A reporter asked Legault on Tuesday whether, given Napa’s death, it might be time to exempt the homeless population from fines so they aren’t pushed further into the shadows. The premier’s answer was baffling.

“If we give an exemption to the homeless, anyone can go around and claim to be homeless,” Legault said. “It’s not something we’re considering.”

(Perhaps it’s worth noting that Legault’s government has exempted ice fishers from the 8 p.m. curfew.)

Nakuset
executive director of the Native Women’s Shelter and co-director of the Resilience Montreal shelter poses in Cabot Square
Christopher Curtis

Another man, waiting for his vaccine, joked that if he was stopped by police, he’d give them hell.

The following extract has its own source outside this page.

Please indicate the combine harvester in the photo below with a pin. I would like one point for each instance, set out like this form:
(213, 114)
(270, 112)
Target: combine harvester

“I fight back,” he said, shaking his cane, as the others laughed.

Like Isaac, “Napa” and hundreds of people homeless in Montreal, the cane-wielding man is Indigenous. He’s Ojibwe from Northern Ontario but wears a baseball cap with the Haudenosaunee flag — a leaf flanked by four squares over a purple background.

“I wear it out of respect for the Mohawks,” he said. “I’m in their traditional territory. There’s too many of us on the streets in our own lands.”

It isn’t lost on anyone out here that Legault’s policy decisions will disproportionately impact them.

If their fines remain unpaid, they’ll be summoned to municipal court and forced to work off their debt at a community centre or by collecting garbage by the side of the road. Any hopes they have of getting a job or going to detox will be weighed down by that debt.

That is, if they survive another winter on the streets.